Evaluation of Genetic Diversity among Persimmon Cultivars (Diospyros kaki Thunb.) Using Microsatellite Markers (초위성 마커를 이용한 감(Diospyros kaki Thunb.)의 유연관계 분석)

  • Hwang, Ji-Hyeon;Park, Yu-Ok;Kim, Sung-Churl;Lee, Yong-Jae;Kang, Jum-Soon;Choi, Young-Whan;Son, Beung-Gu;Park, Young-Hoon
    • Journal of Life Science
    • /
    • v.20 no.4
    • /
    • pp.632-638
    • /
    • 2010
  • The genetic diversity among 48 persimmon (Diospyros kaki Thunb.) accessions, indigenous in Korea and introduced from Japan and China, was evaluated by using simple sequence repeat (SSR) markers. From 20 SSR primer sets, a total of 114 polymorphic markers were detected among 12 pollination-constant non-astringent (PCNA), 13 pollination-variant non-astringent (PVNA), 15 pollination-variant astringent (PVA), and 8 pollination-constant astringent (PCA) cultivars. Analysis of pair-wise genetic similarity coefficient (Nei-Li) and unweighted pair-group method with arithmetic averaging (UPGMA) clustering revealed two main clusters and four subclusters for cluster I. The subclustering pattern was in accordance with the classification of persimmon cultivars based on the nature of astringency loss.
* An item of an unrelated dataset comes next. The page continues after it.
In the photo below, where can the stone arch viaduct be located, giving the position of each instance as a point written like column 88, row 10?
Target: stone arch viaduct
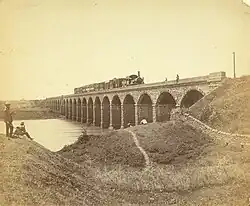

Phenetic relationships among the subclusters showed a closer relatedness of the PCNA group with the PVNA group, and the PVA with the PCA group. Genetic similarity co-efficiency was 0.499 on average and the highest (0.954) similarity was observed between 'Cheongdo-Bansi' and 'Haman-Bansi'. The similarity was lowest (0.192) between 'Damopan'and 'Atago'. Identification of each cultivar with the execption of 'Cheongdo-Bansi' and 'Gyeongsan-Bansi' was possible based on the SSR fingerprints, suggesting that these SSR markers are a useful tool for protecting intellectual property on newly developed cultivars.